Ironically, outing a CIA operative is a felony offense because George H.W. Bush worked tirelessly to make it one. In fact, as Atrios points out, GHWB said of this kind of offense (on 26-Apr-1999) —

Even though I’m a tranquil guy now at this stage of my life, I have nothing but contempt and anger for those who betray the trust by exposing the name of our sources. They are, in my view, the most insidious, of traitors.

[Much quality linkage provided by Jeanne at Body and Soul]


2003-09-30 update: William Rivers Pitt takes no prisoners in his review and assessment of what’s going on in TomPaine.com essay The Most Insidious of Traitors (also archived at Truthout).

2003-10-01 update: On yesterday’s Newshour with Jim Lehrer, former undercover CIA analyst Larry Johnson says —

Let’s be very clear about what happened. This is not an alleged abuse. This is a confirmed abuse. I worked with this woman. She started training with me. She has been undercover for three decades, she is not as Bob Novak suggested a CIA analyst. …

So the fact that she’s been undercover for three decades and that has been divulged is outrageous because she was put undercover for certain reasons. One, she works in an area where people she meets with overseas could be compromised. When you start tracing back who she met with, even people who innocently met with her, who are not involved in CIA operations, could be compromised. For these journalists to argue that this is no big deal and if I hear another Republican operative suggesting that well, this was just an analyst fine, let them go undercover. …

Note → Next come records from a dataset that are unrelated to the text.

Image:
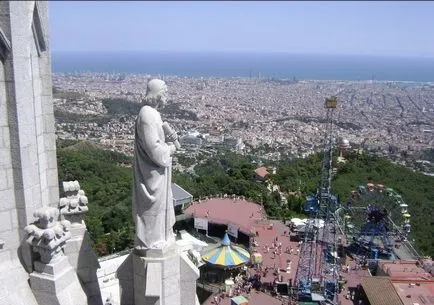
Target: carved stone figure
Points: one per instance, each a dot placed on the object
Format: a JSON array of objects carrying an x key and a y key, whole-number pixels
[
  {"x": 154, "y": 145},
  {"x": 47, "y": 236}
]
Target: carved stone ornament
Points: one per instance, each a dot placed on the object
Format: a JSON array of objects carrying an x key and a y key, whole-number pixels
[
  {"x": 46, "y": 235},
  {"x": 74, "y": 202}
]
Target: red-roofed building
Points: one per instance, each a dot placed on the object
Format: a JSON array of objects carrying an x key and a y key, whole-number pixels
[{"x": 261, "y": 173}]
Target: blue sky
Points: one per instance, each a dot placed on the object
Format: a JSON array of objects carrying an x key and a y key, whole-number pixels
[{"x": 369, "y": 28}]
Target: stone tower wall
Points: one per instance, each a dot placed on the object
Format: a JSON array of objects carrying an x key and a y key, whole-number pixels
[{"x": 28, "y": 167}]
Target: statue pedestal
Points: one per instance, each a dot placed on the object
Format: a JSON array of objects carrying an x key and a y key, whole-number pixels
[
  {"x": 157, "y": 277},
  {"x": 56, "y": 284},
  {"x": 80, "y": 254}
]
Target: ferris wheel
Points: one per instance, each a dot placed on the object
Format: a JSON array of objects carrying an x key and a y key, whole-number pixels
[{"x": 374, "y": 218}]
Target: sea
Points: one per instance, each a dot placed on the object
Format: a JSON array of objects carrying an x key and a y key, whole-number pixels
[{"x": 238, "y": 64}]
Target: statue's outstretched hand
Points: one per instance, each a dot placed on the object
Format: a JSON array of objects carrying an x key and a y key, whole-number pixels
[{"x": 172, "y": 148}]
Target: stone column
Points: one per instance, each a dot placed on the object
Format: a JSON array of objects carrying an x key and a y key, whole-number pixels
[
  {"x": 53, "y": 280},
  {"x": 157, "y": 277},
  {"x": 78, "y": 248}
]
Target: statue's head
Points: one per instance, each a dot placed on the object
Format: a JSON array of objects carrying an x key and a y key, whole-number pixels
[{"x": 156, "y": 93}]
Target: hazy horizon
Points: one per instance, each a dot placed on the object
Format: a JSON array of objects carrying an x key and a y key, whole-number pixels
[{"x": 375, "y": 28}]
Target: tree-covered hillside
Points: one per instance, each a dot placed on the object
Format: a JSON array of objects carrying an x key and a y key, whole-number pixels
[{"x": 107, "y": 181}]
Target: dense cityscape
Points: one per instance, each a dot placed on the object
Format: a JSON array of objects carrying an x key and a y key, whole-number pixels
[{"x": 285, "y": 116}]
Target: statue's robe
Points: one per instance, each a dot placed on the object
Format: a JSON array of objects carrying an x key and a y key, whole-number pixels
[{"x": 153, "y": 210}]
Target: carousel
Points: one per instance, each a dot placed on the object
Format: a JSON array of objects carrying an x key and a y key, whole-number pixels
[{"x": 224, "y": 261}]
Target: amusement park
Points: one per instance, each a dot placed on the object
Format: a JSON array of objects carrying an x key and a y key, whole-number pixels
[
  {"x": 349, "y": 250},
  {"x": 332, "y": 256}
]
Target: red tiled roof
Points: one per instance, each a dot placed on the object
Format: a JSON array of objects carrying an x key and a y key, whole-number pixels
[{"x": 262, "y": 172}]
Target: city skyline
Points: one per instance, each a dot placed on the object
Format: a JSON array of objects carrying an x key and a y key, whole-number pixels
[{"x": 353, "y": 28}]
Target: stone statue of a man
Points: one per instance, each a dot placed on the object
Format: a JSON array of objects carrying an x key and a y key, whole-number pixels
[{"x": 153, "y": 211}]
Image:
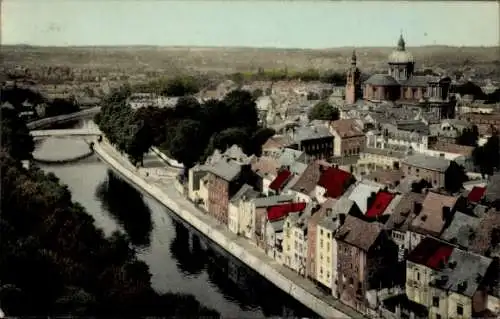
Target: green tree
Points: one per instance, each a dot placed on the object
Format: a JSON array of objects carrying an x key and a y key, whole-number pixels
[
  {"x": 242, "y": 109},
  {"x": 487, "y": 156},
  {"x": 468, "y": 137},
  {"x": 454, "y": 177},
  {"x": 15, "y": 136},
  {"x": 185, "y": 145},
  {"x": 181, "y": 86},
  {"x": 324, "y": 111}
]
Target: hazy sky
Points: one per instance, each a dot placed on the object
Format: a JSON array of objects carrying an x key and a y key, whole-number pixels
[{"x": 300, "y": 24}]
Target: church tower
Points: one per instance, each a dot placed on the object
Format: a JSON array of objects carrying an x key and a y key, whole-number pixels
[{"x": 353, "y": 83}]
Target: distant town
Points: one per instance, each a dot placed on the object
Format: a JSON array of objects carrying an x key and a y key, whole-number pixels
[{"x": 382, "y": 189}]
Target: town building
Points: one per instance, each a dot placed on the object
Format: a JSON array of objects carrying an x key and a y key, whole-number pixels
[
  {"x": 436, "y": 213},
  {"x": 426, "y": 167},
  {"x": 349, "y": 138},
  {"x": 423, "y": 264},
  {"x": 240, "y": 214},
  {"x": 460, "y": 290},
  {"x": 403, "y": 86},
  {"x": 316, "y": 141},
  {"x": 360, "y": 262},
  {"x": 295, "y": 240}
]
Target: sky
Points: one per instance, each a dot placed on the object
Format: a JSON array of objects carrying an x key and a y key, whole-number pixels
[{"x": 264, "y": 23}]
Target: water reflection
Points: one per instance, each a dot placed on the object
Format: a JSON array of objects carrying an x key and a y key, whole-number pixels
[
  {"x": 234, "y": 280},
  {"x": 126, "y": 204}
]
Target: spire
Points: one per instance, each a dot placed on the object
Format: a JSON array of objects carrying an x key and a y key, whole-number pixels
[
  {"x": 401, "y": 42},
  {"x": 353, "y": 57}
]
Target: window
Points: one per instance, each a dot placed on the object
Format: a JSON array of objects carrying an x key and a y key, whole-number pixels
[{"x": 435, "y": 301}]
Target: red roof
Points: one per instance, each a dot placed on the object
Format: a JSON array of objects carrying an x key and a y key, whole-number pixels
[
  {"x": 476, "y": 194},
  {"x": 280, "y": 180},
  {"x": 279, "y": 211},
  {"x": 335, "y": 181},
  {"x": 431, "y": 253},
  {"x": 382, "y": 200}
]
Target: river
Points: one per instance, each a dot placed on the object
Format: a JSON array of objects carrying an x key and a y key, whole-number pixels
[{"x": 180, "y": 259}]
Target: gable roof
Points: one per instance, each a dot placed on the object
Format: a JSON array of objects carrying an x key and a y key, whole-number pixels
[
  {"x": 492, "y": 192},
  {"x": 464, "y": 273},
  {"x": 361, "y": 193},
  {"x": 476, "y": 194},
  {"x": 280, "y": 180},
  {"x": 334, "y": 181},
  {"x": 488, "y": 228},
  {"x": 461, "y": 230},
  {"x": 431, "y": 219},
  {"x": 308, "y": 180},
  {"x": 347, "y": 128},
  {"x": 246, "y": 191},
  {"x": 279, "y": 211},
  {"x": 431, "y": 253},
  {"x": 359, "y": 233},
  {"x": 382, "y": 200},
  {"x": 403, "y": 213},
  {"x": 427, "y": 162}
]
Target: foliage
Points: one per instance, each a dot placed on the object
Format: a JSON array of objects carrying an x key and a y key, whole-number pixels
[
  {"x": 289, "y": 75},
  {"x": 16, "y": 138},
  {"x": 178, "y": 86},
  {"x": 324, "y": 111},
  {"x": 189, "y": 132},
  {"x": 487, "y": 156},
  {"x": 54, "y": 260},
  {"x": 454, "y": 177},
  {"x": 468, "y": 137},
  {"x": 418, "y": 186}
]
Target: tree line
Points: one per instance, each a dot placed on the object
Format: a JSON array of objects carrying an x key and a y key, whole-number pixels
[
  {"x": 285, "y": 74},
  {"x": 189, "y": 132},
  {"x": 16, "y": 96},
  {"x": 55, "y": 261}
]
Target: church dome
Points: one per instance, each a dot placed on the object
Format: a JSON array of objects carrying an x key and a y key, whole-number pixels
[
  {"x": 381, "y": 80},
  {"x": 400, "y": 55}
]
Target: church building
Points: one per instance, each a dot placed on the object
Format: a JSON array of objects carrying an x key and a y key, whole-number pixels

This is not about partisan politics. This is about a betrayal, a political smear of an individual with no relevance to the story. Publishing her name in that story added nothing to it. His entire intent was correctly as Ambassador Wilson noted: to intimidate, to suggest that there was some impropriety that somehow his wife was in a decision making position to influence his ability to go over and savage a stupid policy, an erroneous policy and frankly, what was a false policy of suggesting that there were nuclear material in Iraq that required this war. This was about a political attack. To pretend that it’s something else and to get into this parsing of words, I tell you, it sickens me to be a Republican to see this.